O processo é simples: copiem as palavras

indicadas para uma folha do Word

em branco, escolham a opção “Rever” no

menu, coloquem o cursor do rato no início

da primeira palavra e carreguem em “Ler

em voz alta”, que a máquina lerá tudo numa

voz feminina sintetizada. Para parar, basta

carregar de novo no mesmo botão. Numa

série de palavras, o som da escrita segundo

o acordo de 1945 e o de 1990 soará igual.

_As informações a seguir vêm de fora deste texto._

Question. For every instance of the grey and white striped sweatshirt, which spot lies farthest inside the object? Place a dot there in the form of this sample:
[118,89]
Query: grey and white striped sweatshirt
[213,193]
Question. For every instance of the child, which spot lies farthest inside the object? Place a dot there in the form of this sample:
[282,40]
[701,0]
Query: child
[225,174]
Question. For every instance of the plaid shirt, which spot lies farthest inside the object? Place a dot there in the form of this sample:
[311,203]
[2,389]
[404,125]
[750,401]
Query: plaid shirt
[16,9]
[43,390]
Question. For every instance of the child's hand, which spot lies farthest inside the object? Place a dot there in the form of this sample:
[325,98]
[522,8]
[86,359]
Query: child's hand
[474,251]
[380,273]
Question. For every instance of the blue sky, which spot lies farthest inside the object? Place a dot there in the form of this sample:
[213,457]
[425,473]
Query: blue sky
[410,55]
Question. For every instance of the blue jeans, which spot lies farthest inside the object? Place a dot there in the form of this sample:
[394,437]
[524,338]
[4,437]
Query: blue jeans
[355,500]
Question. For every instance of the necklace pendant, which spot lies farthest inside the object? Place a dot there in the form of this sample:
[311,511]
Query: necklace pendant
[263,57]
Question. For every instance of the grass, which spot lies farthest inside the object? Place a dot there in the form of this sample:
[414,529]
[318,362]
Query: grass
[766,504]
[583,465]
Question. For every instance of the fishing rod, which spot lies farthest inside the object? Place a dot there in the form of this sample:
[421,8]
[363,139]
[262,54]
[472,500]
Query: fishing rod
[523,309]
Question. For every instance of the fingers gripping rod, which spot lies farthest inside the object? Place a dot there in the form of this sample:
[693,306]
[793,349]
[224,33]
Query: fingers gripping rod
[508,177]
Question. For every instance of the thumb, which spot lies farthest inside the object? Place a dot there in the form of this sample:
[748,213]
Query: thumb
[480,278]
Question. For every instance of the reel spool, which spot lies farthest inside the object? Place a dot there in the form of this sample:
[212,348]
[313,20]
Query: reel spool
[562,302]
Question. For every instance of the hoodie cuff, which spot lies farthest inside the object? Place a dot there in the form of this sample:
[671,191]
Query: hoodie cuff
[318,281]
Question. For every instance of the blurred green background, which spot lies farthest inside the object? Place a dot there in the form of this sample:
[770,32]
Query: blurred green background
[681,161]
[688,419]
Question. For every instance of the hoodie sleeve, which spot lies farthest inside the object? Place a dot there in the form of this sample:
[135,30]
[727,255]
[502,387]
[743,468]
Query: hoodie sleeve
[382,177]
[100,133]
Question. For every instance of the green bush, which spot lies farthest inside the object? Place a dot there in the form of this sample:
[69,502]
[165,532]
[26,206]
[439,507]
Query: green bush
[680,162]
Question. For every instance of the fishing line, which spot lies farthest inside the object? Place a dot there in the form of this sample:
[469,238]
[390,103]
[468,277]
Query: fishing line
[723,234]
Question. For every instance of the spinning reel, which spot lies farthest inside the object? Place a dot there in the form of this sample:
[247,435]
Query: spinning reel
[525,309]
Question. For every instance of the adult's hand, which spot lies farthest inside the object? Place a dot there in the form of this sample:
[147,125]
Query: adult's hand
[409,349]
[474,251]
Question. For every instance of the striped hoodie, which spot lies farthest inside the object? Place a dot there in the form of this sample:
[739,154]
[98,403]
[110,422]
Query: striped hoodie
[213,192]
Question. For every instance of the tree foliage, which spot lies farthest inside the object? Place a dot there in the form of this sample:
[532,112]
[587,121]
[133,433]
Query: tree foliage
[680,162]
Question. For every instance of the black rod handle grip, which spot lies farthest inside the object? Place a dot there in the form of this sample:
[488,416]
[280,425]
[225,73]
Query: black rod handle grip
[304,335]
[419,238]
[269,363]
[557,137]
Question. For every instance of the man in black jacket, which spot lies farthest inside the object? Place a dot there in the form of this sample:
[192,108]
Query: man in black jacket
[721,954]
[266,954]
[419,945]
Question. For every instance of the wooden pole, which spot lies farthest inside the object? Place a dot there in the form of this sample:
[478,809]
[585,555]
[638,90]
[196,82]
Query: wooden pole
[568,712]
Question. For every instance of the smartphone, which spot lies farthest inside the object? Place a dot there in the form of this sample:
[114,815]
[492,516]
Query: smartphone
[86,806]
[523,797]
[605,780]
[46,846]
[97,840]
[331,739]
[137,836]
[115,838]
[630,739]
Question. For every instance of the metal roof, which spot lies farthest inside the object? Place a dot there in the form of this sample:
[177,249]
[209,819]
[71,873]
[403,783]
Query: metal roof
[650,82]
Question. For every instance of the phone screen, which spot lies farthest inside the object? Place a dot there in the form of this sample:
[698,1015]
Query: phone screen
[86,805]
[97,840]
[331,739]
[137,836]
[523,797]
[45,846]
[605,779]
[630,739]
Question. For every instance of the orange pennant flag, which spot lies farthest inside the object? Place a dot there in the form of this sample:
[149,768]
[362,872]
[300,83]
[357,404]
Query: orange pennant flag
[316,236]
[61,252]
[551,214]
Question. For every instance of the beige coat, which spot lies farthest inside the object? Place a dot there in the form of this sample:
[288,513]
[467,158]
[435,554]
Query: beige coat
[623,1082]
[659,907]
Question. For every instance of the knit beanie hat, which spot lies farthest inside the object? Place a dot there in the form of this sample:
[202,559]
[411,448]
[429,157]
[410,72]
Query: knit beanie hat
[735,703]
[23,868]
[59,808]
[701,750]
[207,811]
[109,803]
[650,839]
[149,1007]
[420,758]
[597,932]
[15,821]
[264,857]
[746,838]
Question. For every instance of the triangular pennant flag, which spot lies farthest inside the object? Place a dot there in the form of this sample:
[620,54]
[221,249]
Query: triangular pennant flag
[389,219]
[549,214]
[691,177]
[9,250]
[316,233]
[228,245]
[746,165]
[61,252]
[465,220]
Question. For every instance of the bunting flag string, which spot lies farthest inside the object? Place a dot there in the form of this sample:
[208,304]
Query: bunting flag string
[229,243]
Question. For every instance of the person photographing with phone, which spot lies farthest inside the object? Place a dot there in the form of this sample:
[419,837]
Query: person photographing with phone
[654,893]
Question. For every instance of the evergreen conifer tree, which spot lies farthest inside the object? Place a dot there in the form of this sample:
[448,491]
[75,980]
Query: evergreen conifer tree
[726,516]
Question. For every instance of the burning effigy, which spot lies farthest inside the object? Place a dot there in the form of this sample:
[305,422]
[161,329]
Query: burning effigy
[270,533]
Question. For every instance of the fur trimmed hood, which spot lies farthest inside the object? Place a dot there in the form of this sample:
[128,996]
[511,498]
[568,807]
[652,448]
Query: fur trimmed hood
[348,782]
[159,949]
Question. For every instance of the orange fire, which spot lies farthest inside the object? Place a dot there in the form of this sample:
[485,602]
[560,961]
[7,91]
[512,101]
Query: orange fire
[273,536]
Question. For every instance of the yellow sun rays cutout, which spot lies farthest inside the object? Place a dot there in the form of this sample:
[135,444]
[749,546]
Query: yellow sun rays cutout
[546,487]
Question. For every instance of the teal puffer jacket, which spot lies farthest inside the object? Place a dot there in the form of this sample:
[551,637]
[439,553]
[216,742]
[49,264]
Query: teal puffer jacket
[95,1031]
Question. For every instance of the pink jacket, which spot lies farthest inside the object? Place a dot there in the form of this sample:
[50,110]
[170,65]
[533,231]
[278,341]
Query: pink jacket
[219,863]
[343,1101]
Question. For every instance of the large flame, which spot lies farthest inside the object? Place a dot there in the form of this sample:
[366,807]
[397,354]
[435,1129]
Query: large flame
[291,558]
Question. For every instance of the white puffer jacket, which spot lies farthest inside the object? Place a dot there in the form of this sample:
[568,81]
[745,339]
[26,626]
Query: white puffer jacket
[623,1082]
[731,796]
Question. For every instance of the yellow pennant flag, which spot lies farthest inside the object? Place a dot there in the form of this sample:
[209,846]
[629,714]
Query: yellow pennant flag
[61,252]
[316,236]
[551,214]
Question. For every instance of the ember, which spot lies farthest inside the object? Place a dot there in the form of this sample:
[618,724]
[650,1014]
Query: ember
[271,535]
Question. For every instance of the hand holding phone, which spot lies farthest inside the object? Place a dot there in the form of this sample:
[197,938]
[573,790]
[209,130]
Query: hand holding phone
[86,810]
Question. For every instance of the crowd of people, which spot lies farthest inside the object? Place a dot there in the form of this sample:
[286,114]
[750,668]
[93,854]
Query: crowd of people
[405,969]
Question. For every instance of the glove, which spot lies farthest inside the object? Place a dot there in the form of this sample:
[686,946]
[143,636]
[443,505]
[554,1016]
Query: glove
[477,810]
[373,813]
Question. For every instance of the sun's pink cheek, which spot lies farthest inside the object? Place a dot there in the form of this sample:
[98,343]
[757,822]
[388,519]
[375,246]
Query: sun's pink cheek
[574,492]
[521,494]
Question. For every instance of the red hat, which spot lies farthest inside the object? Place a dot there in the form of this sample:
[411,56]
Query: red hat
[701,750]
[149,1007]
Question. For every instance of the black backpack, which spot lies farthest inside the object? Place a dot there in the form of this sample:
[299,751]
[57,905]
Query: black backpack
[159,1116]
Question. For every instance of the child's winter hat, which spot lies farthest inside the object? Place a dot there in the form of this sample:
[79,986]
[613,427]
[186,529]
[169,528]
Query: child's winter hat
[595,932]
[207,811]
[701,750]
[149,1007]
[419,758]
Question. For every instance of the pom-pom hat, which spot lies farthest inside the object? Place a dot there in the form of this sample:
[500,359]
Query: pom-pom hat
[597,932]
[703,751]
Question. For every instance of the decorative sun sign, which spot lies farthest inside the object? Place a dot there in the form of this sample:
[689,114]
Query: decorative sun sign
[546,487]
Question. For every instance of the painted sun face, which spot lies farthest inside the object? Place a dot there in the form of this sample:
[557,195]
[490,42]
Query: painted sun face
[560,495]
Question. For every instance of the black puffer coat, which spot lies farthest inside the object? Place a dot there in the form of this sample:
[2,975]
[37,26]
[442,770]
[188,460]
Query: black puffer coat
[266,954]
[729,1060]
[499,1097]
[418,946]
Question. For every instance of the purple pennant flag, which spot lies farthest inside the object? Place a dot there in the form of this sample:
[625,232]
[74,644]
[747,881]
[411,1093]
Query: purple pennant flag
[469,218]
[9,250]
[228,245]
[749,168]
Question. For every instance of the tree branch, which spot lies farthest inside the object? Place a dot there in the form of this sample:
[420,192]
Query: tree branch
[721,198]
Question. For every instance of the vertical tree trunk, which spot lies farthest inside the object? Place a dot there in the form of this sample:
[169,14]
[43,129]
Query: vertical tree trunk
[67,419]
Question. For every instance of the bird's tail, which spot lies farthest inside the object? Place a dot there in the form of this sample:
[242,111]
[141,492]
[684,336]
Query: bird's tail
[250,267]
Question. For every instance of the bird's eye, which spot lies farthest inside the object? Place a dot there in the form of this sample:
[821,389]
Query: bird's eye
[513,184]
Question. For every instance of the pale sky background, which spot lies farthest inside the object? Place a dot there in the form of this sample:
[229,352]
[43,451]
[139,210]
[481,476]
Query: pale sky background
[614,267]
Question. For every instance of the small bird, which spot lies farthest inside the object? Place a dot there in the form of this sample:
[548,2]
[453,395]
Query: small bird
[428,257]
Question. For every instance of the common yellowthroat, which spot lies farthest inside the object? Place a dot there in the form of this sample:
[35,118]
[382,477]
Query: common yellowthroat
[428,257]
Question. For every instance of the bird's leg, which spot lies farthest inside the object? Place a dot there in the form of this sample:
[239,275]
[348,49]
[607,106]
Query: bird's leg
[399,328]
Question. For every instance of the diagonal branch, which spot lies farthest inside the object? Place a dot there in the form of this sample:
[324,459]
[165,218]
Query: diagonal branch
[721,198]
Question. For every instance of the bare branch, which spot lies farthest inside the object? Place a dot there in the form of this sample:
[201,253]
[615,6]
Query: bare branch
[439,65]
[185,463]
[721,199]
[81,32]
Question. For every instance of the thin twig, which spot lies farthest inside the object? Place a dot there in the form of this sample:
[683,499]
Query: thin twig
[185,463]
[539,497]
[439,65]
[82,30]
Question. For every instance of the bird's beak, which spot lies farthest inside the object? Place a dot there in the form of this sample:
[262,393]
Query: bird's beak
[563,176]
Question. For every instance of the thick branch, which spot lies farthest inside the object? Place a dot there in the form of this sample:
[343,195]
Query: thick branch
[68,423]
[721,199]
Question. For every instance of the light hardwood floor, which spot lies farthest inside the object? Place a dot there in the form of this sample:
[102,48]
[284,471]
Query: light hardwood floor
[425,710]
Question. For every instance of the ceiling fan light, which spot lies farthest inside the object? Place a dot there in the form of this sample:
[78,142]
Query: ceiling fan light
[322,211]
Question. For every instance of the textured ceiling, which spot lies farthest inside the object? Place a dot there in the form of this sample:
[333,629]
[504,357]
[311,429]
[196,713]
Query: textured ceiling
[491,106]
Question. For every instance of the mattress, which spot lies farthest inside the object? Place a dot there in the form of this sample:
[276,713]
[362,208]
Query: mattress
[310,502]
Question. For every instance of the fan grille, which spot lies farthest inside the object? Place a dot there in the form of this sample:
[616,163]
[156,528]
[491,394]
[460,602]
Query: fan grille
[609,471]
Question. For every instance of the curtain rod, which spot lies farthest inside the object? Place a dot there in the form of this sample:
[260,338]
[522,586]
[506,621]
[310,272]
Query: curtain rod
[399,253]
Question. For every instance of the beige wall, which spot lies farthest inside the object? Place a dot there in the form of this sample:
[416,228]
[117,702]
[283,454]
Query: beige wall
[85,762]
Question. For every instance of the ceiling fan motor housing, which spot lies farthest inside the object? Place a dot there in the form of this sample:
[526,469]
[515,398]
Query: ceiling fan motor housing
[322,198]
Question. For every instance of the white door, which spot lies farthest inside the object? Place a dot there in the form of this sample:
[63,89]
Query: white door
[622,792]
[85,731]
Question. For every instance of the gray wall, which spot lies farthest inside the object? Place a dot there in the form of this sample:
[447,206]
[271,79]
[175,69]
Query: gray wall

Exemplos (copiem-nos e ouçam): Acção,

Ação; Acepção, Aceção; Activo, Ativo; Actual,

Atual; Baptista, Batista; Cacto, Cato;

Coacção, coação; Espectáculo, Espetáculo;

Exactamente, Exatamente; Factura, Fatura;

Percepção, Perceção; Reactor, Reator;

Recto, Reto; Recepção, Receção; Selecção,

Seleção; Tractor, Trator.

Porém, noutras, o contraste entre fonéticas

é chocante. E esta lista é bem maior

(experimentem copiá-la e depois ouvi-la):

Adjectivo, Adjetivo; Adopção, Adoção; Arquitecto,

Arquiteto; Aspecto, Aspeto; Acto,

Ato; Actor, Ator; Actores, Atores; Baptismo,

Batismo; Baptizado, Batizado; Bóia, Boia;

Correcção, Correção; Correcto, Correto;

Detecção, Deteção; Detectar, Detetar; Dialecto,

Dialeto; Direcção, Direção; Directa,

Direta; Efectivamente, Efetivamente; Efectivo,

Efetivo; Electivo, Eletivo; Efectuar, Efetuar;

Electricidade, Eletricidade; Electrónica, Eletrónica;

Espectador, Espetador; Expectativa,

Expetativa; Exacto, Exato; Excepto, Exceto;

Exceptuando, Excetuando; Factor, Fator;

Fracção, Fração; Indefectível, Indefetível;

Infectado, Infetado; Infecção, Infeção; Injecção,

Injeção; Insecto, Inseto; Inspecção,

Inspeção; Inspector, Inspetor; Interactivo,

Interativo; Jóia, Joia; Lectivo, Letivo; Nocturno,

Noturno; Objectiva, Objetiva; Objecto,

Objeto; Perceptível, Percetível; Perspectiva,

Perspetiva; Projecção, Projeção; Projecto,

Projeto; Prospecção, Prospeção; Protecção,

Proteção; Protector, Protetor; Reacção, Reação;

Receptor, Recetor; Redacção, Redação;

Retrospectiva, Retrospetiva; Selectivo, Seletivo;

Sector, Setor; Sectores, Setores; Tecto,

Teto; Tracção, Tração; Vêem, Veem.

Burrice da máquina? Erro no algoritmo? Não,

erro no acordo. Não se pode torcer a barra e

querer que ela fique direita ao mesmo tempo.

Claro que a máquina tem falhas: abre indistintamente

as vogais em “coação” (de coar)

e “coacção” (coagir); e lê “acordam” como

“acurdam”. Mas ainda assim tem suficiente

“entendimento” para abrir o u em “equitativo”

ou “equidade” e fechá-lo em “equilibrado” ou

“equinócio”; e dá o devido som às vogais em

contexto, abrindo o o em “quando eu acordo”

(ò) e fechando-o na frase “assinaram o

acordo” (ô). Por isso, este teste é elucidativo:

a grafia que nos impingiram em Portugal não

é tragável, nem mesmo por uma máquina.